Okay, great. This is just right out there on Google. I just pulled it up. It’s designed to help transcriptionist understand how to layout op reports and how to format them and things like them. So this is typically what you would see in an op report you know, the patient’s name, all the identifiers, date, etcetera. For coders, these are the 3 lines that are really what we want to can on initially. So from a procedure standpoint, you jump right to the procedure line, bilateral, upper lid blepharoplasty. They actually spelled it and you will not find this on the exam of course so they give you the suggested CPT code. But basically, this is what you start with. And there’s all of this long, long, long op report. And yes, you should read it but always start with the procedure. Look up the code or codes and you’ll probably find several and you want to look at the difference you know, between those codes and in this case, it said bilateral. But if it didn’t say bilateral and it just said blepharoplasty and there’s several codes for upper lid, lower lid, you would have to go abstract that information from the body of the report. But start with the code to see what information you need to take the correct code.

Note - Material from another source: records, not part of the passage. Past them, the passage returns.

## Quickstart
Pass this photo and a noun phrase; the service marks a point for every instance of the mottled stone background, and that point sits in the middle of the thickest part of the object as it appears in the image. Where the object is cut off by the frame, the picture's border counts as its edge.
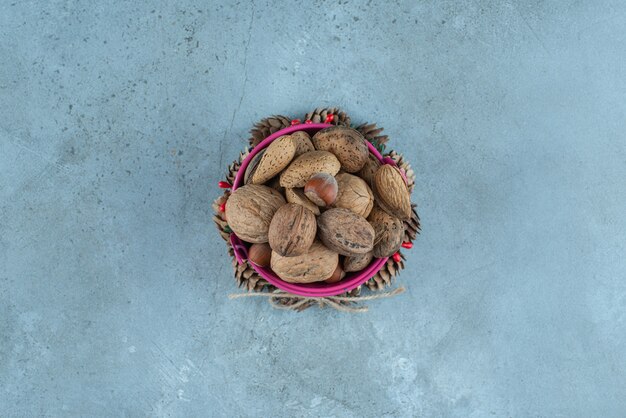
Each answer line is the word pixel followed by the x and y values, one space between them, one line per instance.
pixel 117 119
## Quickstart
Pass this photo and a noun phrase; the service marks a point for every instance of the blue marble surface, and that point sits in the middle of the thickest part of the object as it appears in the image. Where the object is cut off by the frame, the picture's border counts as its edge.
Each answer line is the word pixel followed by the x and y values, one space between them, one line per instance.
pixel 117 119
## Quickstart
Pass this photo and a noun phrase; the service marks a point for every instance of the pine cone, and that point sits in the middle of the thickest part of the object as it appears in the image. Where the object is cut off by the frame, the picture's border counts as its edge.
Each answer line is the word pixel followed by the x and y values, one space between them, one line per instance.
pixel 319 116
pixel 372 133
pixel 412 226
pixel 266 127
pixel 246 276
pixel 404 164
pixel 386 275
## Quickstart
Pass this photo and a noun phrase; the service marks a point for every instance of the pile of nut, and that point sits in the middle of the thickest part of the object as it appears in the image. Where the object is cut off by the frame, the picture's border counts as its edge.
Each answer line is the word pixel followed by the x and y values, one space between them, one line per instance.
pixel 316 208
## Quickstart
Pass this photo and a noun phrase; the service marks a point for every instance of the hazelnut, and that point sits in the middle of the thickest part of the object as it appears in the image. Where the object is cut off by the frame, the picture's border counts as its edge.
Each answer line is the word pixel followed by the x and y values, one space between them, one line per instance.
pixel 337 275
pixel 260 254
pixel 321 189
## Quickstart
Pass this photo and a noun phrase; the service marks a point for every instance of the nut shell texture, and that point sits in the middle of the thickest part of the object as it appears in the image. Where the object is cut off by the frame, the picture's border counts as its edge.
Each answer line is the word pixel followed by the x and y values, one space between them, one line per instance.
pixel 292 230
pixel 303 167
pixel 315 265
pixel 354 194
pixel 346 143
pixel 345 232
pixel 297 196
pixel 250 210
pixel 276 157
pixel 391 192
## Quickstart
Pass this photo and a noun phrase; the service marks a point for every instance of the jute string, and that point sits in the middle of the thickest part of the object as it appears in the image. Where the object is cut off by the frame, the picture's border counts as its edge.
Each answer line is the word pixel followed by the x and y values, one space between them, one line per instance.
pixel 301 302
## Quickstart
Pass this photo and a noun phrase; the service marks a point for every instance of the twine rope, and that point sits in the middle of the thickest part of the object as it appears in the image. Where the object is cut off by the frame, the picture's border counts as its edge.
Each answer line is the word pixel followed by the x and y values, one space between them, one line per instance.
pixel 301 302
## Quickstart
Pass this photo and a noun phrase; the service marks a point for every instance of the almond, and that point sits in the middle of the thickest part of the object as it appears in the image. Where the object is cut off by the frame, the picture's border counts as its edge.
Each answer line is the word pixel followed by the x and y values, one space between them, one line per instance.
pixel 354 194
pixel 304 166
pixel 347 144
pixel 391 192
pixel 276 157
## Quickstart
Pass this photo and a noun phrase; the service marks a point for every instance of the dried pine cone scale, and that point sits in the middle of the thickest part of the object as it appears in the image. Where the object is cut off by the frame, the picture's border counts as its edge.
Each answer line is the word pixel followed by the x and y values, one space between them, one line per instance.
pixel 266 127
pixel 320 114
pixel 372 133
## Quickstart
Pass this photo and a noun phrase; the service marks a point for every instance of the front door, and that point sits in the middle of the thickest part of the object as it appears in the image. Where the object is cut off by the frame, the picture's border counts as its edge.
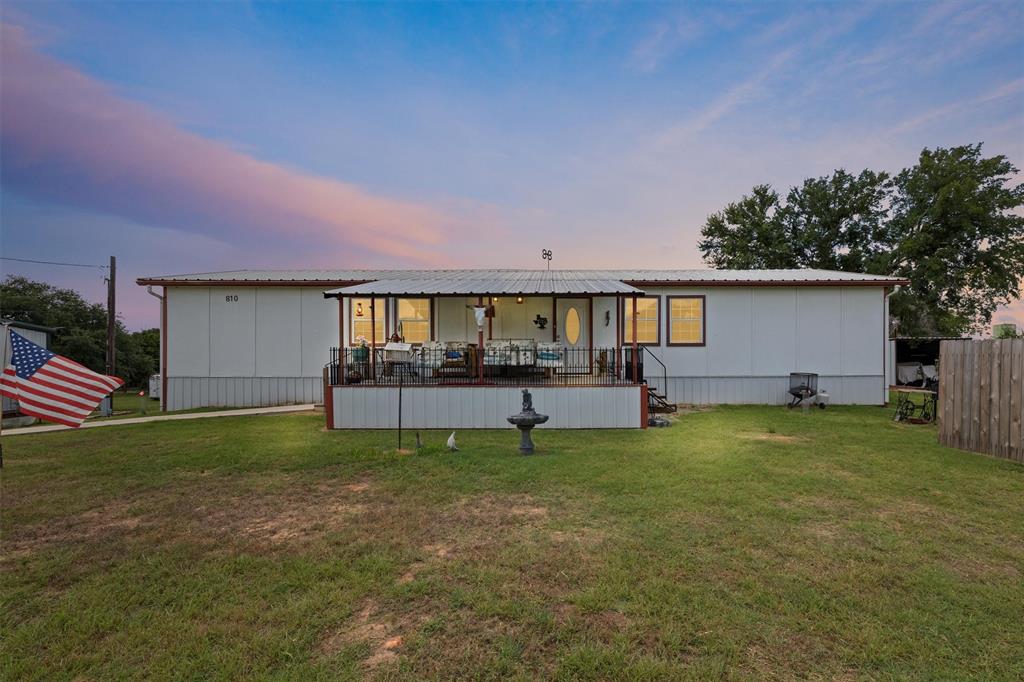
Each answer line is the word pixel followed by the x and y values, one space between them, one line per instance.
pixel 573 334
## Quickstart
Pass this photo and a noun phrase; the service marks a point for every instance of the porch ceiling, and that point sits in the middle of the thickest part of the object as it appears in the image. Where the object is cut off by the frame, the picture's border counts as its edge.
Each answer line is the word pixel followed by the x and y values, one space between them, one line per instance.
pixel 493 283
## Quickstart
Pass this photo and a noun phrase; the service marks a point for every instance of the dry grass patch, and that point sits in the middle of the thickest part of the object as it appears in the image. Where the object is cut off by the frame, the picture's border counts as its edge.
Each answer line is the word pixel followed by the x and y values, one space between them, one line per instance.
pixel 767 436
pixel 383 633
pixel 97 524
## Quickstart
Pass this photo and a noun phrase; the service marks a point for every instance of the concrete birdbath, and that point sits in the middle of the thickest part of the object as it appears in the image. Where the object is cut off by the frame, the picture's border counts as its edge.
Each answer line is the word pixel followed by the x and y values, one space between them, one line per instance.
pixel 525 421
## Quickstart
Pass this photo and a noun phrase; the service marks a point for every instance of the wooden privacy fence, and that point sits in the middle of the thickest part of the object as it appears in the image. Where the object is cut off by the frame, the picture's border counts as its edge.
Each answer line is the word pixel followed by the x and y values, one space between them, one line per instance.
pixel 981 396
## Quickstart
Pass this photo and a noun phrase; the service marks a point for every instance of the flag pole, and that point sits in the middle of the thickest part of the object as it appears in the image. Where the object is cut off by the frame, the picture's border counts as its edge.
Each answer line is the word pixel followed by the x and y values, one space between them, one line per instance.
pixel 6 339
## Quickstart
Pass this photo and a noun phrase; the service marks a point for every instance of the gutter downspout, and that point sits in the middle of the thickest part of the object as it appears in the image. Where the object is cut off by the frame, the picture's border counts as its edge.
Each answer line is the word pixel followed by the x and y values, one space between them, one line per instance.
pixel 163 344
pixel 886 293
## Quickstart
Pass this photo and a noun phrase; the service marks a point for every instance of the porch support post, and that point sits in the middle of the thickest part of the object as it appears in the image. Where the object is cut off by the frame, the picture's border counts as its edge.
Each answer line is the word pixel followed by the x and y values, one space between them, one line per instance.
pixel 620 308
pixel 634 338
pixel 373 337
pixel 479 347
pixel 341 340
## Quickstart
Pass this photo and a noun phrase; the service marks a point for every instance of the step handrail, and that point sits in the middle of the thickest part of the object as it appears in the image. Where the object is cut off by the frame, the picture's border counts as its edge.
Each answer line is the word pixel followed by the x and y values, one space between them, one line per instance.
pixel 665 370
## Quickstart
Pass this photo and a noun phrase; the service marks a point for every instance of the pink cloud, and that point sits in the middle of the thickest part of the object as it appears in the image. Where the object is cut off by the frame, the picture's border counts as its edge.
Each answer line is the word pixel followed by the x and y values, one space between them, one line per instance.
pixel 70 138
pixel 1011 313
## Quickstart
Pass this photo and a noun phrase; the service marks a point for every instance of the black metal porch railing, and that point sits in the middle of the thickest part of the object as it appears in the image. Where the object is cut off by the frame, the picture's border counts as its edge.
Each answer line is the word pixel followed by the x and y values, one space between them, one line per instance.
pixel 503 365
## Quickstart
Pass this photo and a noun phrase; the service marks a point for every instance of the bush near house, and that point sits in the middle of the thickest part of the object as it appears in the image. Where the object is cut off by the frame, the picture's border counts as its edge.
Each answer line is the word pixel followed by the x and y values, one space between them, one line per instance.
pixel 739 543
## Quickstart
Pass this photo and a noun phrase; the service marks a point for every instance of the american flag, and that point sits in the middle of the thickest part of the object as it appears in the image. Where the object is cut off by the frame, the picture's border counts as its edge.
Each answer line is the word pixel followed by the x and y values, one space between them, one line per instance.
pixel 50 386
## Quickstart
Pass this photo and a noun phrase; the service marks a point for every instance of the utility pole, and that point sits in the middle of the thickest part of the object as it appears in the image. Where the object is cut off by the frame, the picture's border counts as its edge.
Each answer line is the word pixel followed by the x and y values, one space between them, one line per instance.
pixel 107 407
pixel 112 317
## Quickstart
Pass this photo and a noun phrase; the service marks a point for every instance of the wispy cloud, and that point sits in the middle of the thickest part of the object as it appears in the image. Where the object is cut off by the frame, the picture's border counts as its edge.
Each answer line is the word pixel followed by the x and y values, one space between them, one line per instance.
pixel 736 96
pixel 664 40
pixel 954 108
pixel 70 138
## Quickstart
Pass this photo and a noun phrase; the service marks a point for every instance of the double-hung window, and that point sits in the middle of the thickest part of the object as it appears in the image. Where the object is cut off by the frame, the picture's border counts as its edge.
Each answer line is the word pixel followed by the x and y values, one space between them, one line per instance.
pixel 686 321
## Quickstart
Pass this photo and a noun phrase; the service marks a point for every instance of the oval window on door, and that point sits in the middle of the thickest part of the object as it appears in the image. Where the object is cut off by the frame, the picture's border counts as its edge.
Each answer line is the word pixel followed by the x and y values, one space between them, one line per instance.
pixel 571 327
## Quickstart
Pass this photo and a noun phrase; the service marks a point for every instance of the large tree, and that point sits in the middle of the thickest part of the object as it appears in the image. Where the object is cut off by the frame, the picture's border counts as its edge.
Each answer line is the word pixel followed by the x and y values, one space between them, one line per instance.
pixel 950 224
pixel 81 328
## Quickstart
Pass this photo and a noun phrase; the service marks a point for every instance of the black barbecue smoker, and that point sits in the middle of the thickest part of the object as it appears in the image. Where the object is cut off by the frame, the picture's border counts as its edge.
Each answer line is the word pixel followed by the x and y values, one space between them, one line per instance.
pixel 803 386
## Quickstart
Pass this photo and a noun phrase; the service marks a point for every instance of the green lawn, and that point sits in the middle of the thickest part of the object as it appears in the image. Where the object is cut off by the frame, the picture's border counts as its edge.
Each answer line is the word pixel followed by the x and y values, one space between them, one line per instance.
pixel 739 543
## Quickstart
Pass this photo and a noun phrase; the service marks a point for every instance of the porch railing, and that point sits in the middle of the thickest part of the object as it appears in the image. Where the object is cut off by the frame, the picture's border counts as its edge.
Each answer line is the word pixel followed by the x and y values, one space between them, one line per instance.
pixel 503 365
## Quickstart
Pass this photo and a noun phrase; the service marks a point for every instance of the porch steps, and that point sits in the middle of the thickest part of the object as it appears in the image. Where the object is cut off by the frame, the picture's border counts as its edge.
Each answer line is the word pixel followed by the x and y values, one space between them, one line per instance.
pixel 657 402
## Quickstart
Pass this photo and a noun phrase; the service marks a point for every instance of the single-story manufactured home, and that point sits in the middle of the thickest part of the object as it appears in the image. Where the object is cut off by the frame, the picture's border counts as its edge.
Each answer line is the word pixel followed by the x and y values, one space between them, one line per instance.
pixel 461 344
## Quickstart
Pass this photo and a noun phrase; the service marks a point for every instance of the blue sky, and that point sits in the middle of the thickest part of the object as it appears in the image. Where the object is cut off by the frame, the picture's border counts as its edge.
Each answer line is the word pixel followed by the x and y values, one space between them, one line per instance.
pixel 190 137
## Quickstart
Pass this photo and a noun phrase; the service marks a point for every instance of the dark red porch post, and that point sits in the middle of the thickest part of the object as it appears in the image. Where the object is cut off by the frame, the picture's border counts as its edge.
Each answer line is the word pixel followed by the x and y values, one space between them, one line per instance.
pixel 634 338
pixel 373 337
pixel 341 340
pixel 620 333
pixel 479 346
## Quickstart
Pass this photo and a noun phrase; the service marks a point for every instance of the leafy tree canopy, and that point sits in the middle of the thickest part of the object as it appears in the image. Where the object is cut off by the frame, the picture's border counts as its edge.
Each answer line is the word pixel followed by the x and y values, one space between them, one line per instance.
pixel 81 328
pixel 949 224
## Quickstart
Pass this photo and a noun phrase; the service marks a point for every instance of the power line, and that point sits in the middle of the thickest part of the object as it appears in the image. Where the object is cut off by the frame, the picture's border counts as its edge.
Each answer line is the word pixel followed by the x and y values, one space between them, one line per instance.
pixel 52 262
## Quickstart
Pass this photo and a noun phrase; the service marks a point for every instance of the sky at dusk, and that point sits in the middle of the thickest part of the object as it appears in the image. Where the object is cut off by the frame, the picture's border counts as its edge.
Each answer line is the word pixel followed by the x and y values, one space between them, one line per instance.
pixel 188 137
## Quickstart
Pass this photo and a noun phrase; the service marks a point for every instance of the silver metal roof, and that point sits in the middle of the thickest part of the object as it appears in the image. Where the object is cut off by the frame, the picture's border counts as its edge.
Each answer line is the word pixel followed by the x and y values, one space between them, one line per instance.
pixel 518 282
pixel 507 283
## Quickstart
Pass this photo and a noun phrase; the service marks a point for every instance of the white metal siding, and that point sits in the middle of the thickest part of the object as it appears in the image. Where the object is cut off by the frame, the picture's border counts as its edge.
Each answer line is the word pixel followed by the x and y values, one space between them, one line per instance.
pixel 774 333
pixel 819 331
pixel 320 331
pixel 730 336
pixel 188 332
pixel 279 332
pixel 267 347
pixel 232 332
pixel 484 407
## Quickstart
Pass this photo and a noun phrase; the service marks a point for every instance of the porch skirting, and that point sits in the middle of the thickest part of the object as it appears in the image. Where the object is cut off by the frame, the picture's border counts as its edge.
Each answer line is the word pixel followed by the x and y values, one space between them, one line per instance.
pixel 768 390
pixel 483 407
pixel 192 392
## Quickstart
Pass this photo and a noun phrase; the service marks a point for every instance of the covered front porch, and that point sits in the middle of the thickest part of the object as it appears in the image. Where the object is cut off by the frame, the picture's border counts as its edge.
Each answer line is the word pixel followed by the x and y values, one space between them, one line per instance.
pixel 502 330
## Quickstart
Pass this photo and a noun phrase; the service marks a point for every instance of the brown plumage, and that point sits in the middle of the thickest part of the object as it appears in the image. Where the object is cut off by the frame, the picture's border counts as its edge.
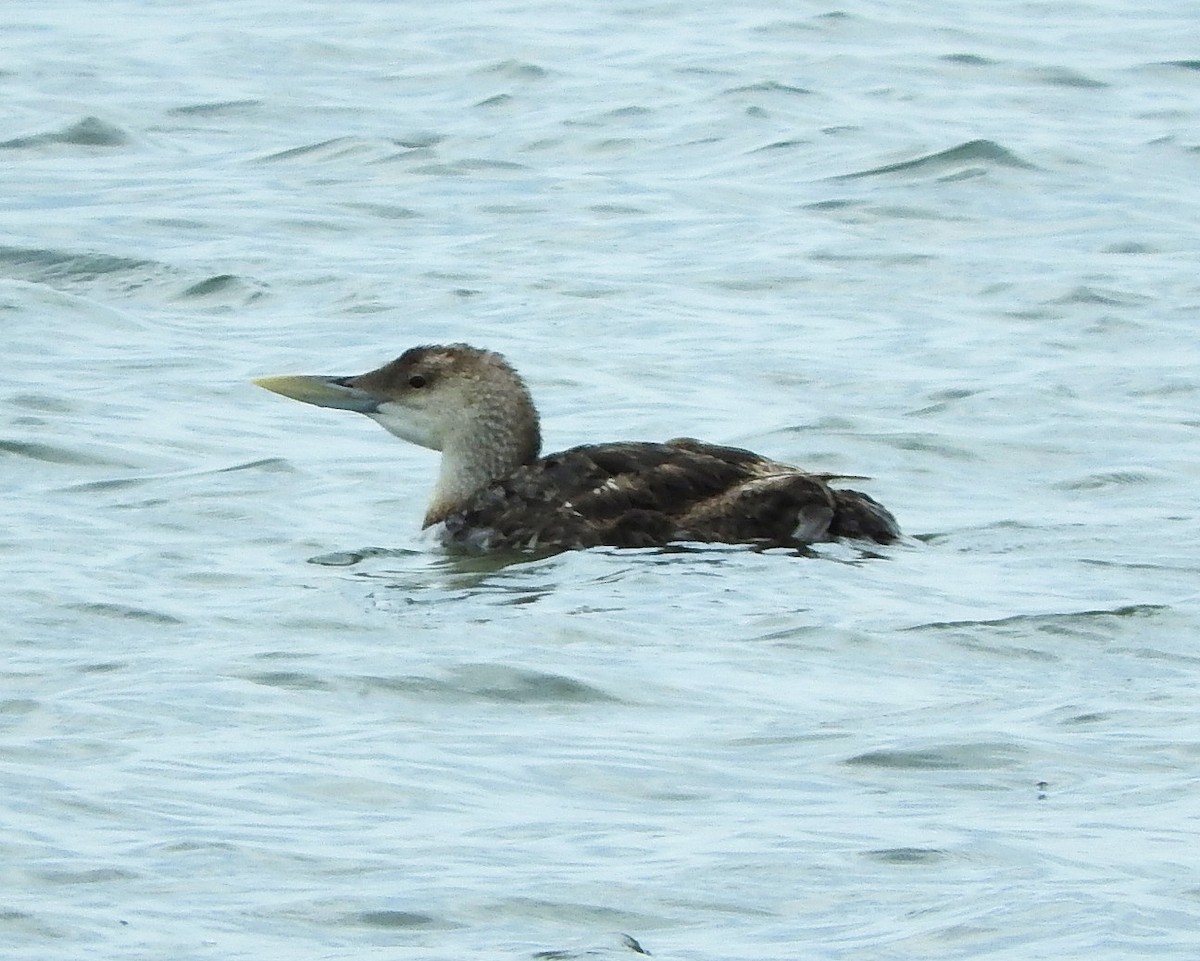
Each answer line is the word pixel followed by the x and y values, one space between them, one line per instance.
pixel 495 492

And this is a great question because for those that haven’t taken the board exam yet, that’s how you really should attack surgery questions is you want to look the answers first. Don’t read the whole op report. You don’t have time or just not have enough time you know, there’s 5 hours and 40 minutes for 150 questions. You can’t read the op report then go look up the code and then end up reading the op report again. You need to know the differences between the answers you know what to pull out from the report. Are you looking for unilateral versus bilateral? Are you looking for upper versus lower? Okay so that’s how I attack an op report.

And then of course, you do the same with the diagnoses. What you’re coding for is a post-operative diagnosis. And you want to be careful sometimes because sometimes, the pre-operative diagnosis just sounds the same as the post-operative but you want a code whatever they say that the post-operative one is. In this case, it happens to be the same thing.

So that is how I would attack an op report.